Comment Re:Outrage (Score 1) 230
Either way, it's impossible to argue the data collection was accidental. You don't send a van out running software without having RTFM and testing it out in some trial runs.
Not impossible at all. Kismet provides data in various different formats. And even then, if what you're doing is extracting particular pieces of data from the traffic capture but not paying much attention to everything else, it isn't unreasonable to not really notice what else you've captured.
I used to occasionally run Kismet during my commute. I was curious about what access points I could see during my route and what state of configuration they were in (with the expectation to scoff at all the default unsecured - actually surprised that those numbers had fallen out in the real world). After doing this for a few months, I was going back through my directory to clean up.

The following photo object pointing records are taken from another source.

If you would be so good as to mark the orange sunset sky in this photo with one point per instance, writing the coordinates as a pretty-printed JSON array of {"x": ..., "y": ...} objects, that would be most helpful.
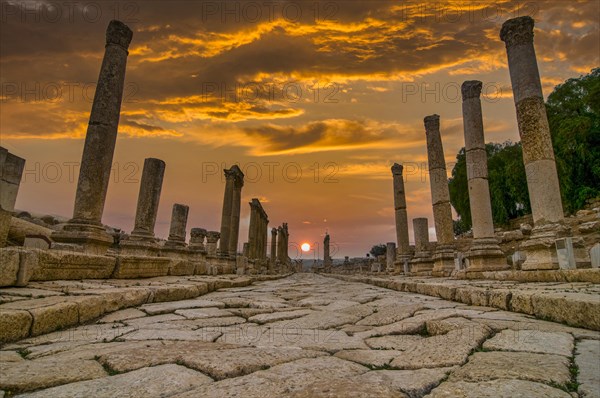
[{"x": 315, "y": 100}]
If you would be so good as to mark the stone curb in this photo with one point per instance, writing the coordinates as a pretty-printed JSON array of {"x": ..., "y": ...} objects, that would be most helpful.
[
  {"x": 29, "y": 318},
  {"x": 574, "y": 309}
]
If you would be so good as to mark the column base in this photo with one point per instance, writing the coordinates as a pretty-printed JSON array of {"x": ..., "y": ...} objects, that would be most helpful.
[
  {"x": 540, "y": 249},
  {"x": 485, "y": 255},
  {"x": 90, "y": 238},
  {"x": 443, "y": 260},
  {"x": 421, "y": 264}
]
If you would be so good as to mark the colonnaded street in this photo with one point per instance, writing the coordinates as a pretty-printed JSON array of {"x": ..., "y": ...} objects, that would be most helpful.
[{"x": 304, "y": 335}]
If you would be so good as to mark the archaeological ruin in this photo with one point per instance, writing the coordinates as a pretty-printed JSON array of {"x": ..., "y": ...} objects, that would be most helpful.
[{"x": 88, "y": 310}]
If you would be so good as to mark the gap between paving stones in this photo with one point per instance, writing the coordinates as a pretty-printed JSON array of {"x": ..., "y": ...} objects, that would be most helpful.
[
  {"x": 29, "y": 318},
  {"x": 574, "y": 308}
]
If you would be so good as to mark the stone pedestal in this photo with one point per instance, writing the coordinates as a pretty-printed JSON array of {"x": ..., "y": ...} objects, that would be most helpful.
[
  {"x": 485, "y": 253},
  {"x": 422, "y": 262},
  {"x": 440, "y": 198},
  {"x": 400, "y": 213},
  {"x": 85, "y": 228},
  {"x": 538, "y": 154}
]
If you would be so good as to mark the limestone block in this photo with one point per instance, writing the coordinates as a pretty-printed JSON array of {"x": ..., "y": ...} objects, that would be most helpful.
[
  {"x": 14, "y": 324},
  {"x": 58, "y": 264},
  {"x": 140, "y": 267}
]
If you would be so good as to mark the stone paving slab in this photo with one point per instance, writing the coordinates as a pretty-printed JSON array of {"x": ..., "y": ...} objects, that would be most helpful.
[
  {"x": 245, "y": 344},
  {"x": 575, "y": 303}
]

Just for giggles I decided to actually look at the caps I had collected and see if there was anything interesting in the packet payloads. Most of it was junk; driving around isn't a particularly good way to snoop on a network. But I did find one email password from a slice of captured POP traffic. So I did end up with someone's sensitive data sitting on my drive for possibly several months despite the fact that I wasn't particularly interested in it or being aware of it.
I suspect this is more or less what happened with Google. Scanning through the Google van captures might have turned up nothing. But Google was doing this on a larger scale so the odds were in the favor of something turning up due to the sheer amount of unsecured traffic out there.